A trikini is a three-piece garment used as beachwear. The name is formed from bikini, (itself named for Bikini Atoll) replacing "bi-", as if to mean "two", with "tri-", meaning "three". Some different interpretations of this bikini variant have appeared over the years.

In the 1960s, fashion designers combined pasties and briefs to create the first trikini. It appeared briefly in 1967, described as "a handkerchief and two small saucers." In the early 2000s the term trikini was revived for the string bikini – a bikini bottom combined with a stringed halterneck bikini top that has two triangular pieces of cloth to cover the breasts. This style of trikini was used by Dolce & Gabbana in their 2005 Milan show, in a design where "the three pieces of scintillating sequined fabric, barely cover the essentials".
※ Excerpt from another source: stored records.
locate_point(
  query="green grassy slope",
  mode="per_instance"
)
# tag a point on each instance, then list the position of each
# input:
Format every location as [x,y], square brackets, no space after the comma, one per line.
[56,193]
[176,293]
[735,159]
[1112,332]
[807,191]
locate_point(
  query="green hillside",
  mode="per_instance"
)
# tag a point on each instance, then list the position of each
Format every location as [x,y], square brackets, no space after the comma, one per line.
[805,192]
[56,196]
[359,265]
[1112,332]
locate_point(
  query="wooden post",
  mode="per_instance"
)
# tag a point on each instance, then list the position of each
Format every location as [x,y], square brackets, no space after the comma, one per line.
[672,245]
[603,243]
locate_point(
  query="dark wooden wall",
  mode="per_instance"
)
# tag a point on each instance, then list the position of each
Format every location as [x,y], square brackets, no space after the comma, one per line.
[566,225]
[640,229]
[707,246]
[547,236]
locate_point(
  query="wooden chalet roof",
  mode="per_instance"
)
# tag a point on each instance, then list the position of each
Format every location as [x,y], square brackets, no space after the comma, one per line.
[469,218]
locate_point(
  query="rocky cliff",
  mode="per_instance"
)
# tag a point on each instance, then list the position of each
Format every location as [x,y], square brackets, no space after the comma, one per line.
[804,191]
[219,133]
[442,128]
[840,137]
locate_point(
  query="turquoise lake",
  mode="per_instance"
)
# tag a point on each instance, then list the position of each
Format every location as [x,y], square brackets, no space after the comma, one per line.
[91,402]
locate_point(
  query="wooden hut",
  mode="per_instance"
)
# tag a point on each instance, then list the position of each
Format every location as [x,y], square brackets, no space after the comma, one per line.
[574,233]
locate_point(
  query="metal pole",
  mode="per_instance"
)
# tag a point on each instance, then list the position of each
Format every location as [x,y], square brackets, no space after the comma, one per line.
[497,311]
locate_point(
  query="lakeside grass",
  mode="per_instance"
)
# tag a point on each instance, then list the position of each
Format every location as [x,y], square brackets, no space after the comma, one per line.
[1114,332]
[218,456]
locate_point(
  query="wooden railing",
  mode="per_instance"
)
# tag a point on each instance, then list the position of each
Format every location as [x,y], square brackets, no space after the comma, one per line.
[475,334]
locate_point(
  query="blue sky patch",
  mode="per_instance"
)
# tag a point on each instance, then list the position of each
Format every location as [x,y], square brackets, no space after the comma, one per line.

In some cases the term trikini is used for a set of three items of clothing sold together, such as a bikini with a tank top or a bikini with a one-piece swimsuit. For their 2007 Milan show Dolce & Gabbana presented a trikini consisting of a conventional two-piece bikini with a band of rhinestones around the waist.

In 2004 the Brazilian fashion designer Amir Slama created a trikini consisting of two small pieces of silk, each functioning as a cup and a sash, which were connected with a string. In 2008 the Israeli fashion designer Gideon Oberson created a two-piece bathing suit which he described as a trikini. It combined a pair of conventional bikini bottoms with a bathing top that had bra cups and waist elastic and resembled a tank top. The intention was that it could be worn on its own on the beach or combined with a skirt or a pair of shorts in other locations.

In 2020, as a response to the impact of the COVID-19 pandemic on the fashion industry, a variety of trikini was created by Italian fashion designer Tiziana Scaramuzzo, consisting of a conventional two-piece bikini with a matching face mask.